さて、「身体の中に」といいますが、いったいどこが身体の外で、どこからが身体の中なのか考えたことがありますか?口の中はどうでしょうか? 口を開けば外気と続いています。これはまだ身体の外ですね。それでは、食道はどうでしょう? たんに口とつながっているだけですから、これもまだ身体の外ですね。

それでは、胃・小腸・大腸・肛門は、どうでしょうか?実はまだ身体の外なのです。そうです。口から肛門まで一本の管なのです。途中で太くなったり、細くなったりはしていますが、一本の管です。ですから、身体の外なのです。

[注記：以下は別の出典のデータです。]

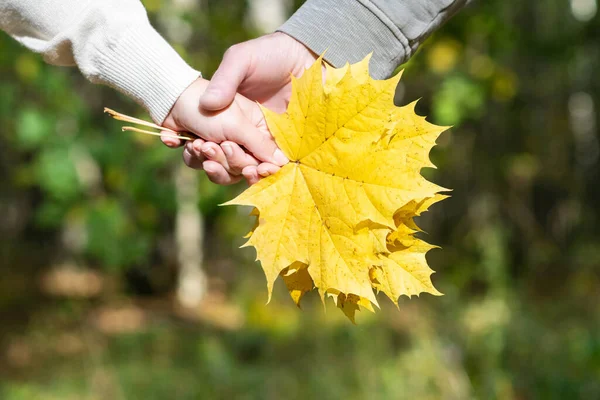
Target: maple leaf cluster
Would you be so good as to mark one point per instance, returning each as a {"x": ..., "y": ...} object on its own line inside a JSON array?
[{"x": 339, "y": 216}]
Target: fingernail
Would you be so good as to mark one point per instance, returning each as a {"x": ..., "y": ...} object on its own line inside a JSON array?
[
  {"x": 227, "y": 149},
  {"x": 209, "y": 94},
  {"x": 280, "y": 158}
]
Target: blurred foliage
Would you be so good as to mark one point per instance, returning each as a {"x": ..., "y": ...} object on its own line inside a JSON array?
[{"x": 520, "y": 264}]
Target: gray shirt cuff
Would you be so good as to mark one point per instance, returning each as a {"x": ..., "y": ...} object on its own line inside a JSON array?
[{"x": 346, "y": 30}]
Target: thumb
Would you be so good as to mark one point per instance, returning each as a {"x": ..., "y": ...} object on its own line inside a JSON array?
[{"x": 225, "y": 82}]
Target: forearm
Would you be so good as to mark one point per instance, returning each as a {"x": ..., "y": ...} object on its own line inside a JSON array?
[
  {"x": 111, "y": 42},
  {"x": 348, "y": 30}
]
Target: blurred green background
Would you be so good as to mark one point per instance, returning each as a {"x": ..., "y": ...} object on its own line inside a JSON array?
[{"x": 104, "y": 235}]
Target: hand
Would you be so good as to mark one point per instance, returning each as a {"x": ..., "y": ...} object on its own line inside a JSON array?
[
  {"x": 240, "y": 122},
  {"x": 260, "y": 70}
]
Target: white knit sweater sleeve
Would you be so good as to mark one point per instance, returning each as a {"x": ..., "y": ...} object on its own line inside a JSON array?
[{"x": 111, "y": 41}]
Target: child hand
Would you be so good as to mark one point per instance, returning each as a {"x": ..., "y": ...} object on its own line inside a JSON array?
[
  {"x": 241, "y": 122},
  {"x": 225, "y": 164}
]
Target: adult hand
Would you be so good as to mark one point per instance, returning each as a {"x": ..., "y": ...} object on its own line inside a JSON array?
[
  {"x": 240, "y": 122},
  {"x": 260, "y": 70}
]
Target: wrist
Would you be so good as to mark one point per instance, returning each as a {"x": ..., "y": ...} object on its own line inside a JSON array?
[{"x": 189, "y": 97}]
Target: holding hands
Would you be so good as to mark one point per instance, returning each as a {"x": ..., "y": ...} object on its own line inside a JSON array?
[{"x": 234, "y": 139}]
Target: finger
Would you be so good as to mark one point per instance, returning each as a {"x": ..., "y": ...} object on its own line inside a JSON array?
[
  {"x": 192, "y": 160},
  {"x": 214, "y": 152},
  {"x": 170, "y": 141},
  {"x": 217, "y": 174},
  {"x": 224, "y": 84},
  {"x": 251, "y": 175},
  {"x": 259, "y": 144},
  {"x": 266, "y": 169},
  {"x": 237, "y": 158}
]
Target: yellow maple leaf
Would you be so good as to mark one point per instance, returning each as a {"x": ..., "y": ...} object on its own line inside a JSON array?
[{"x": 339, "y": 216}]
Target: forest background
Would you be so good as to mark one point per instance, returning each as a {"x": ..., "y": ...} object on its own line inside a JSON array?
[{"x": 121, "y": 278}]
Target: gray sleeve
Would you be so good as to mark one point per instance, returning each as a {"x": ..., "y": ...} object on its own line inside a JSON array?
[{"x": 351, "y": 29}]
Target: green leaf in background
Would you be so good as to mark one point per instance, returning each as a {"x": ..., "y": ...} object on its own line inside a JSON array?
[
  {"x": 33, "y": 128},
  {"x": 57, "y": 175}
]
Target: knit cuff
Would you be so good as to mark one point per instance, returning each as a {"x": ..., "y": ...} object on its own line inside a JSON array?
[
  {"x": 347, "y": 30},
  {"x": 146, "y": 68}
]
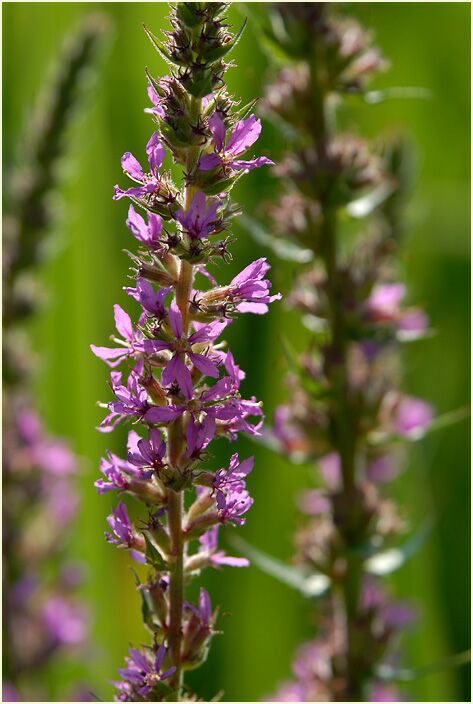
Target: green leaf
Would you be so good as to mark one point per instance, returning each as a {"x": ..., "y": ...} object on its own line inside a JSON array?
[
  {"x": 361, "y": 207},
  {"x": 159, "y": 47},
  {"x": 221, "y": 51},
  {"x": 438, "y": 423},
  {"x": 386, "y": 672},
  {"x": 447, "y": 419},
  {"x": 313, "y": 585},
  {"x": 388, "y": 561},
  {"x": 153, "y": 556},
  {"x": 374, "y": 97},
  {"x": 282, "y": 248}
]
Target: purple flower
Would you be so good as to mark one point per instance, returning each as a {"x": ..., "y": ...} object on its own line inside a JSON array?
[
  {"x": 123, "y": 534},
  {"x": 384, "y": 307},
  {"x": 65, "y": 621},
  {"x": 198, "y": 221},
  {"x": 9, "y": 693},
  {"x": 117, "y": 472},
  {"x": 156, "y": 101},
  {"x": 204, "y": 609},
  {"x": 232, "y": 497},
  {"x": 114, "y": 356},
  {"x": 152, "y": 302},
  {"x": 51, "y": 455},
  {"x": 143, "y": 671},
  {"x": 61, "y": 500},
  {"x": 243, "y": 136},
  {"x": 248, "y": 292},
  {"x": 149, "y": 234},
  {"x": 149, "y": 182},
  {"x": 217, "y": 558},
  {"x": 149, "y": 453},
  {"x": 176, "y": 369},
  {"x": 331, "y": 469},
  {"x": 251, "y": 289}
]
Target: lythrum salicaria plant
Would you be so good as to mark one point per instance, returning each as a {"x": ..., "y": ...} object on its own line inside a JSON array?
[
  {"x": 183, "y": 386},
  {"x": 345, "y": 412},
  {"x": 43, "y": 618}
]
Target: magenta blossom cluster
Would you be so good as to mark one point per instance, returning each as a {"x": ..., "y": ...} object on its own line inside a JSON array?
[
  {"x": 179, "y": 385},
  {"x": 44, "y": 615},
  {"x": 345, "y": 413}
]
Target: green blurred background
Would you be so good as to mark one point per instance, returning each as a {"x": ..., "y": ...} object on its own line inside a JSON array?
[{"x": 263, "y": 621}]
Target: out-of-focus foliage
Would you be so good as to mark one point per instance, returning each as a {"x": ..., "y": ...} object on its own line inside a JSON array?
[{"x": 428, "y": 45}]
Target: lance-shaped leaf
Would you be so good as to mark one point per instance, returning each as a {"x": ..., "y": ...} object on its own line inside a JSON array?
[
  {"x": 439, "y": 423},
  {"x": 312, "y": 585},
  {"x": 388, "y": 561},
  {"x": 373, "y": 97},
  {"x": 153, "y": 556},
  {"x": 393, "y": 674},
  {"x": 364, "y": 206}
]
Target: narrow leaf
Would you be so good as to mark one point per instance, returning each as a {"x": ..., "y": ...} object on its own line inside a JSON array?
[
  {"x": 309, "y": 586},
  {"x": 361, "y": 207},
  {"x": 386, "y": 672},
  {"x": 389, "y": 561}
]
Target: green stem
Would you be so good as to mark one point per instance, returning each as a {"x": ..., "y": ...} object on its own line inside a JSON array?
[
  {"x": 346, "y": 596},
  {"x": 176, "y": 443}
]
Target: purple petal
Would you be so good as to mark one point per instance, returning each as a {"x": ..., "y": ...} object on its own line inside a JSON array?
[
  {"x": 136, "y": 224},
  {"x": 204, "y": 365},
  {"x": 244, "y": 135},
  {"x": 218, "y": 130},
  {"x": 414, "y": 417},
  {"x": 175, "y": 319},
  {"x": 209, "y": 161},
  {"x": 155, "y": 152},
  {"x": 123, "y": 323},
  {"x": 109, "y": 353},
  {"x": 132, "y": 167},
  {"x": 238, "y": 164},
  {"x": 163, "y": 414}
]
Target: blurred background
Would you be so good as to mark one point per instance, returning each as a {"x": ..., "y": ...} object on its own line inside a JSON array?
[{"x": 263, "y": 621}]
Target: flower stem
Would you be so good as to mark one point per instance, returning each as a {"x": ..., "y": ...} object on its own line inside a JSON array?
[
  {"x": 176, "y": 444},
  {"x": 343, "y": 421}
]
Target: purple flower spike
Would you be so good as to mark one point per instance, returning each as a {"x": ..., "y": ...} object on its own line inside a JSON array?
[
  {"x": 114, "y": 356},
  {"x": 199, "y": 221},
  {"x": 252, "y": 289},
  {"x": 149, "y": 182},
  {"x": 413, "y": 417},
  {"x": 217, "y": 558},
  {"x": 156, "y": 101},
  {"x": 150, "y": 453},
  {"x": 143, "y": 672},
  {"x": 123, "y": 534},
  {"x": 233, "y": 500},
  {"x": 149, "y": 234},
  {"x": 132, "y": 402},
  {"x": 243, "y": 136}
]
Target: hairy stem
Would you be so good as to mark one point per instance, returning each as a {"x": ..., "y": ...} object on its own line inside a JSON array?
[
  {"x": 176, "y": 444},
  {"x": 343, "y": 422}
]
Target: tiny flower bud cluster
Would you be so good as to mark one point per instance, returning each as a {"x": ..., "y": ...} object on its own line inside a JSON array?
[
  {"x": 346, "y": 413},
  {"x": 182, "y": 386},
  {"x": 43, "y": 619}
]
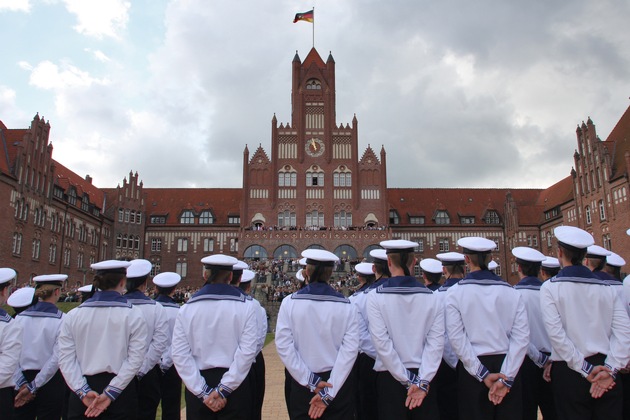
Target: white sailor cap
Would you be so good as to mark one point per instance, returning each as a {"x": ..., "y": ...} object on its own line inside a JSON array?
[
  {"x": 240, "y": 265},
  {"x": 364, "y": 269},
  {"x": 50, "y": 278},
  {"x": 248, "y": 276},
  {"x": 166, "y": 279},
  {"x": 139, "y": 268},
  {"x": 398, "y": 245},
  {"x": 551, "y": 262},
  {"x": 476, "y": 244},
  {"x": 528, "y": 255},
  {"x": 85, "y": 289},
  {"x": 219, "y": 262},
  {"x": 6, "y": 275},
  {"x": 431, "y": 265},
  {"x": 21, "y": 298},
  {"x": 320, "y": 257},
  {"x": 111, "y": 266},
  {"x": 615, "y": 260},
  {"x": 596, "y": 251},
  {"x": 573, "y": 237},
  {"x": 451, "y": 258},
  {"x": 378, "y": 255}
]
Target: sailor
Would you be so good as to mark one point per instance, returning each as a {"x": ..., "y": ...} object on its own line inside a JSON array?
[
  {"x": 596, "y": 261},
  {"x": 38, "y": 381},
  {"x": 170, "y": 382},
  {"x": 157, "y": 337},
  {"x": 257, "y": 372},
  {"x": 589, "y": 332},
  {"x": 317, "y": 339},
  {"x": 536, "y": 390},
  {"x": 102, "y": 345},
  {"x": 22, "y": 299},
  {"x": 214, "y": 370},
  {"x": 444, "y": 383},
  {"x": 406, "y": 323},
  {"x": 549, "y": 268},
  {"x": 487, "y": 326},
  {"x": 10, "y": 346},
  {"x": 431, "y": 273}
]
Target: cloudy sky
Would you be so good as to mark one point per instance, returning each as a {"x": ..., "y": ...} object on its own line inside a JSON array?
[{"x": 460, "y": 93}]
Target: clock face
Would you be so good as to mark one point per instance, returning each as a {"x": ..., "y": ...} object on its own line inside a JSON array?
[{"x": 314, "y": 147}]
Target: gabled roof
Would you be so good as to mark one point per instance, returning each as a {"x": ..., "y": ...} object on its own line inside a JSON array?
[
  {"x": 170, "y": 202},
  {"x": 65, "y": 178},
  {"x": 620, "y": 135},
  {"x": 461, "y": 201}
]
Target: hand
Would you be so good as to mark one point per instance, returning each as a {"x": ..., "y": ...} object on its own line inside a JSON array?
[
  {"x": 498, "y": 391},
  {"x": 215, "y": 401},
  {"x": 317, "y": 406},
  {"x": 547, "y": 371},
  {"x": 98, "y": 406},
  {"x": 23, "y": 397},
  {"x": 415, "y": 396}
]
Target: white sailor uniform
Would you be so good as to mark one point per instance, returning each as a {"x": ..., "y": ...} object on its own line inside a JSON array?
[
  {"x": 587, "y": 326},
  {"x": 317, "y": 338},
  {"x": 102, "y": 344},
  {"x": 487, "y": 326},
  {"x": 214, "y": 345},
  {"x": 536, "y": 391},
  {"x": 39, "y": 362},
  {"x": 406, "y": 323},
  {"x": 157, "y": 343}
]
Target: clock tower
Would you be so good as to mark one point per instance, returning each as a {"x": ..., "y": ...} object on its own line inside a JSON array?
[{"x": 314, "y": 182}]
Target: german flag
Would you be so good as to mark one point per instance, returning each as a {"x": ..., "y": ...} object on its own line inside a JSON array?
[{"x": 307, "y": 16}]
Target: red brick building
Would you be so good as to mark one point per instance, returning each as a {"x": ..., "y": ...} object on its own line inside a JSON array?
[{"x": 314, "y": 188}]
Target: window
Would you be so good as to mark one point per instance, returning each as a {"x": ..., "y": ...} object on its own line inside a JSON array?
[
  {"x": 343, "y": 219},
  {"x": 156, "y": 244},
  {"x": 36, "y": 248},
  {"x": 492, "y": 218},
  {"x": 187, "y": 218},
  {"x": 441, "y": 218},
  {"x": 206, "y": 218},
  {"x": 17, "y": 243},
  {"x": 286, "y": 219},
  {"x": 394, "y": 219},
  {"x": 181, "y": 269},
  {"x": 208, "y": 245}
]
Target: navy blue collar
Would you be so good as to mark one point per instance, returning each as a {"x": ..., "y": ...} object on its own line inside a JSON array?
[
  {"x": 106, "y": 298},
  {"x": 319, "y": 291}
]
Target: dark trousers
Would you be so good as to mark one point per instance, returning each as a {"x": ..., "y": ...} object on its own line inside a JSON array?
[
  {"x": 239, "y": 404},
  {"x": 573, "y": 399},
  {"x": 536, "y": 392},
  {"x": 472, "y": 395},
  {"x": 124, "y": 408},
  {"x": 171, "y": 392},
  {"x": 48, "y": 402},
  {"x": 391, "y": 400},
  {"x": 445, "y": 385},
  {"x": 6, "y": 402},
  {"x": 342, "y": 407},
  {"x": 366, "y": 401},
  {"x": 149, "y": 394}
]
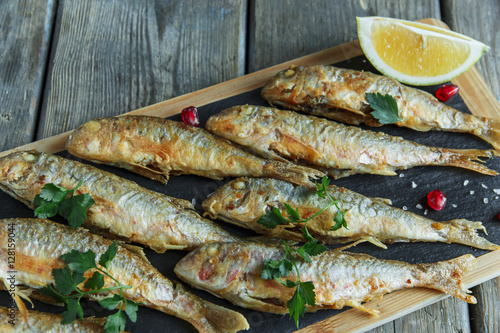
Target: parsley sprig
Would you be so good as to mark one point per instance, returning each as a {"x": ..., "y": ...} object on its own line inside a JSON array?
[
  {"x": 66, "y": 288},
  {"x": 55, "y": 199},
  {"x": 385, "y": 108},
  {"x": 277, "y": 269}
]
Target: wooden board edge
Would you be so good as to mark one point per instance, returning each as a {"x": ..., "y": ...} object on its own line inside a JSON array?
[{"x": 402, "y": 302}]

それではどこからが身体の中なのでしょうか?水分や栄養が腸から吸収されてからが中なのです。ですから、吸収というのです。それまでは、吸収しやすいようにする過程です。それを消化といいます。消化がうまくいかなくて、腸まで来てしまうと身体は良くないものとして下痢で排除します。他の蛋白質を身体に入れることを拒否するといいましたが、アレっと思いませんか?私たちは、毎日、動物性や植物性の蛋白質を大量に食べていますが、実際には拒否していません。なぜでしょうか?

白板の前で抗議中の永井講師

実は、私たちの身体は、巧妙な仕組みを持っています。蛋白質のままでは拒否をするけど、バラバラに消化して蛋白質ではない状態、つまり、原料の状態にして吸収しているのです。バラバラにすれば吸収できるけど、中途半端だと消化不良として下痢をする。先ほどいったことは、この意味です。

口、食道、胃、十二指腸、膵臓、肝臓、小腸、大腸・・・・といった器官や臓器は、蛋白質をバラバラにして蛋白質ではない状態にするために働きます。もちろん、脂肪や炭水化物なども分解します。蛋白質ではなく、原料のアミノ酸にまで分解してしまえば拒否(免疫反応)をしないで、初めて腸で吸収することができます。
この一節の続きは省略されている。